El P. José Guadalupe Garcia Jasso Sch. P., fue ordenado sacerdote escolapio el 17 de julio de 2022,  en su tierra natal, en la parroquia de San Guillermo, Valle de Santiago, diócesis de Irapuato, Guanajuato, México, por el obispo Monseñor Enrique Díaz Díaz.

Él mismo nos cuenta su experiencia:

“Cualquier tipo de belleza no tiene parangón con “La Belleza” del gran sacramento por el que se reciben las sagradas Órdenes, que son el regalo más grande que Dios puede dar a un ser humano. En este sacramento uno hace entrega total de su vida a Dios. Significa ser escolapio y tener confianza total en Dios, quien sostiene este ministerio.

Personalmente me siento muy feliz, pues mis manos han sido ungidas con el crisma del amor, el crisma que me da la capacidad de ser con Cristo un trabajador más para la mies que tanto necesita de la presencia divina.

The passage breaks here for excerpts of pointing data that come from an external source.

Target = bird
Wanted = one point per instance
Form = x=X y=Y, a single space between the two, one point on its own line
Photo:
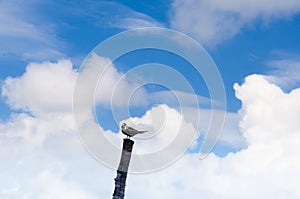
x=129 y=131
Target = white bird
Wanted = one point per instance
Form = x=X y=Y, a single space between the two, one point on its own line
x=129 y=131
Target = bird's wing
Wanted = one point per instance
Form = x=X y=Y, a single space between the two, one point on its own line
x=142 y=131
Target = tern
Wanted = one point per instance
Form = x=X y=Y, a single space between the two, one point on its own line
x=129 y=131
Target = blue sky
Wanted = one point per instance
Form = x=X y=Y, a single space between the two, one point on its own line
x=255 y=45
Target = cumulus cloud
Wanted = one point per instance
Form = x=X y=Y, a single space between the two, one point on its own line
x=43 y=88
x=212 y=22
x=59 y=167
x=285 y=72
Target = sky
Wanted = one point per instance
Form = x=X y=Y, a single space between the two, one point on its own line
x=59 y=121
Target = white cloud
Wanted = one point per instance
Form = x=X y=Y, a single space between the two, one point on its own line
x=285 y=72
x=269 y=166
x=212 y=22
x=59 y=167
x=43 y=88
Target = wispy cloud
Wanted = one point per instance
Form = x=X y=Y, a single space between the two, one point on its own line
x=26 y=38
x=212 y=22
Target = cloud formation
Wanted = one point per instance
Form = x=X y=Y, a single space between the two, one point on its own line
x=41 y=152
x=268 y=166
x=212 y=22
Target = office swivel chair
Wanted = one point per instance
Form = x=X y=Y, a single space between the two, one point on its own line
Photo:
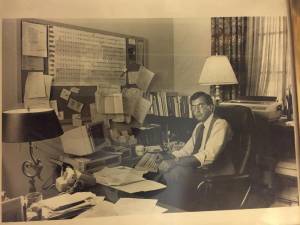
x=231 y=191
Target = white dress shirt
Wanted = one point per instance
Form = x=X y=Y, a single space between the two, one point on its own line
x=211 y=146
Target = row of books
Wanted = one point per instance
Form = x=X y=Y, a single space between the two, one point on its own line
x=169 y=104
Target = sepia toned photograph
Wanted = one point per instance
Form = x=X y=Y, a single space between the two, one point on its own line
x=154 y=117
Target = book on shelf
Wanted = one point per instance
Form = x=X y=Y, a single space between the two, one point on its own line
x=169 y=104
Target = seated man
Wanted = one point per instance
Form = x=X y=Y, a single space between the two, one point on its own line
x=208 y=139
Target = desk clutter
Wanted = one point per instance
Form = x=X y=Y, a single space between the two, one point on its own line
x=77 y=205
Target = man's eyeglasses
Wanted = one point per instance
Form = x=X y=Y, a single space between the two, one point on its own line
x=199 y=106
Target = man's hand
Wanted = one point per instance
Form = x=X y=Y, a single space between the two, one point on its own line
x=166 y=165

Mi cabeza ha sido tocada por la bendición que recibí del obispo y por la de los hermanos sacerdotes que recibieron este gran ministerio antes que yo. El Espíritu  Santo se sigue posando en mí y me  faculta para una tarea tan hermosa que requiere mi completa entrega.

Cada vez que celebro la Eucaristía me siento muy feliz, es una sensación que sale desde lo más hondo de mi ser, es un gran don que me va transformando y crea en mí experiencias verdaderamente enriquecedoras.

Me sentí muy acompañado, primero por los sacerdotes que viajaron hasta la parroquia de San Guillermo; fue algo hermoso. También fui acompañado por personas muy cercanas a mi proceso y que me han conocido desde que llegué al noviciado. La comunidad eclesial estuvo muy atenta en los preparativos de la celebración de este hermoso sacramento.

En mi primera misa no hubo menor gozo, pues mucha gente vino a acompañarme y a estar a mi lado en este momento tan especial. Me emocioné muchísimo, estaba lleno de felicidad y lo sigo estando. Hay una necesidad muy grande en la Iglesia y espero ser, con la ayuda de Dios, un sacerdote instruido en la entrega a semejanza de mi Salvador, nuestro Señor Jesucristo.

Mi familia fue esencial en este proceso, fui y continúo siendo apoyado en todo momento por ella. La mayor parte de mi familia no pudo estar presente físicamente, pero espiritual y virtualmente sí lo estaban, acompañándome en cada paso que daba.

Quiero agradecer a Jesucristo por esta llamada, espero que muchos puedan dar el sí a esta vocación tan hermosa si Dios los llama. Mi deseo es que sigamos orando por todas las personas que están llamados a tomar un decisión como ésta, para que confíen completamente en el Señor y puedan ser puente entre Dios y los hombres. ¡Dios los bendiga!

Los saluda y manda un abrazo”.

P. José Guadalupe García Jasso Sch. P.